The fund typically employs structural leverage through the issuance of preferred shares or through tender option bond programs. This borrows at short-term rates and reinvests in longer-duration municipal bonds, amplifying the distributable spread. The cost of this leverage fluctuates with rate cycles, making the fund's net income sensitive to Federal Reserve policy.
What portion of distributions may be subject to the alternative minimum tax?
While the fund's primary objective is federal tax-exempt income, a portion of its portfolio may hold private-activity bonds whose interest is considered a preference item under the alternative minimum tax. The fund's quarterly and annual shareholder reports disclose the precise percentage of distributions attributable to AMT-subject bonds.
How does a closed-end fund structure differ from an open-end municipal bond mutual fund?
Unlike open-end funds that issue and redeem shares daily at net asset value, the Federated Hermes Premier Municipal Income Fund has a fixed number of shares traded on the NYSE. Its market price can diverge from NAV based on supply and demand. This structure allows the portfolio manager to remain fully invested without maintaining a liquidity buffer for redemptions, but introduces price volatility unrelated to bond fundamentals.
What credit quality standards does the fund maintain?
The fund invests primarily in investment-grade municipal securities rated BBB- or higher by S&P, Baa3 or higher by Moody's, or of comparable quality if unrated.
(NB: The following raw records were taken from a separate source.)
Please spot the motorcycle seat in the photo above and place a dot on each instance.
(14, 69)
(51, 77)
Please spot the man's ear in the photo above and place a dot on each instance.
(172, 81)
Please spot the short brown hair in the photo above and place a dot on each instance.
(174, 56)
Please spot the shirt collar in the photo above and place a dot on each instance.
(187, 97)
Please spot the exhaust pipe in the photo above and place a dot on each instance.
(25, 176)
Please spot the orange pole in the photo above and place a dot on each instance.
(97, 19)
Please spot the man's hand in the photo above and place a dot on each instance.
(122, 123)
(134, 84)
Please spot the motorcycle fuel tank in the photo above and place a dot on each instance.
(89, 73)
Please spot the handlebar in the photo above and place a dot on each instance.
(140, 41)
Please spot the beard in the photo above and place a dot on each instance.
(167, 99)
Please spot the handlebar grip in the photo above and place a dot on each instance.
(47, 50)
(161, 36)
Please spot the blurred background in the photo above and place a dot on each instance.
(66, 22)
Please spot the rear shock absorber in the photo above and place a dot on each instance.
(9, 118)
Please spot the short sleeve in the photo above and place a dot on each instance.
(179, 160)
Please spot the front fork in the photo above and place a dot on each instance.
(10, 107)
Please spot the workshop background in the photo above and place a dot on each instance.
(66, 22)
A small allocation to below-investment-grade bonds is permitted, subject to the fund's stated investment policies and prospectus limitations.
What is Federated Hermes' broader municipal bond platform?
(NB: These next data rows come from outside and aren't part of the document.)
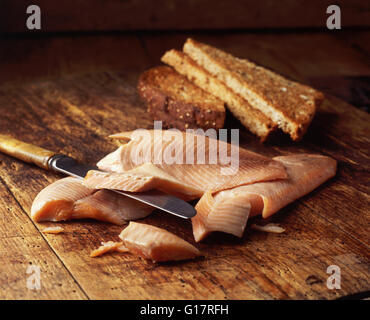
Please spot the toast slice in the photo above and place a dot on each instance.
(251, 118)
(179, 103)
(287, 103)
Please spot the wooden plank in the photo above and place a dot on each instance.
(26, 58)
(22, 247)
(180, 15)
(75, 114)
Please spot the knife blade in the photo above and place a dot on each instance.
(64, 164)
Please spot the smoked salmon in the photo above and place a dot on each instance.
(183, 164)
(68, 198)
(228, 210)
(156, 244)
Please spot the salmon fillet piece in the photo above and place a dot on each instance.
(142, 178)
(228, 210)
(181, 177)
(68, 198)
(156, 244)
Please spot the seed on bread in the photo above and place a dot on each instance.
(260, 87)
(170, 97)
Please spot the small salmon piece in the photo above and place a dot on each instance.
(109, 246)
(228, 210)
(68, 198)
(156, 244)
(53, 230)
Federated Hermes manages one of the larger municipal bond franchises among US asset managers, with several open-end funds, closed-end funds, and institutional separately managed accounts. The Pittsburgh-based firm has deep ties to the Pennsylvania municipal market dating back decades, but its credit research now covers issuers nationwide across sectors including transportation, healthcare, and higher education.
Can the fund invest in Puerto Rico or other territorial bonds?
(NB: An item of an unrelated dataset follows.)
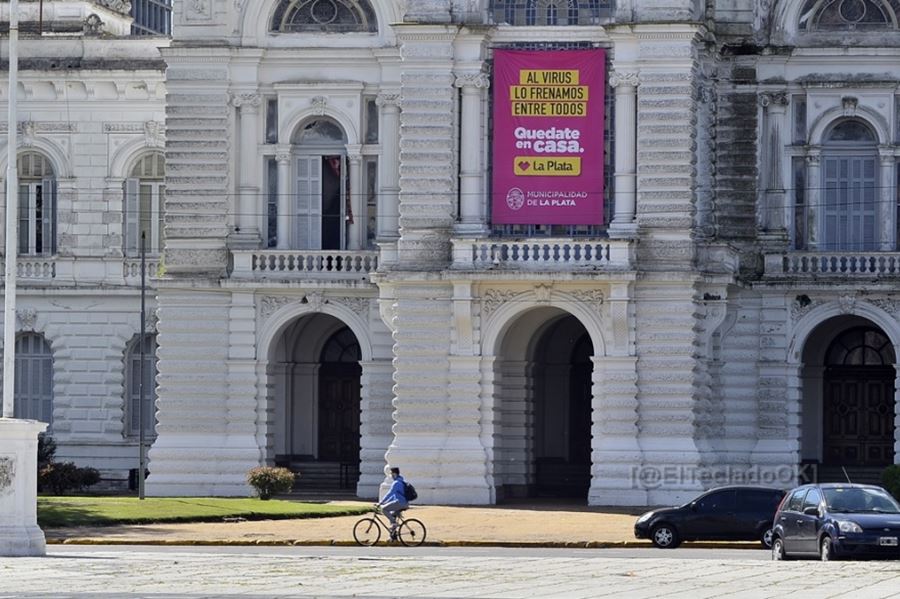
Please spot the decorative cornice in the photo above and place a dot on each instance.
(624, 79)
Yes, the fund's charter permits investment in obligations issued by US territories including Puerto Rico, Guam, and the Virgin Islands. Territorial bonds are generally exempt from federal income tax and may offer yield advantages, but also carry distinct credit risks tied to each territory's fiscal and economic conditions, as demonstrated by Puerto Rico's 2016 default and subsequent restructuring.
How does the fund's expense structure compare to an open-end muni fund?
Closed-end funds typically carry higher expense ratios than open-end equivalents because the ratio includes leverage costs — which are deducted at the fund level and flow through to the stated expense figure. This makes direct expense-ratio comparisons misleading. Allocators generally evaluate closed-end muni funds on distribution rate relative to net asset value, adjusted for premium or discount, rather than on nominal expense ratio.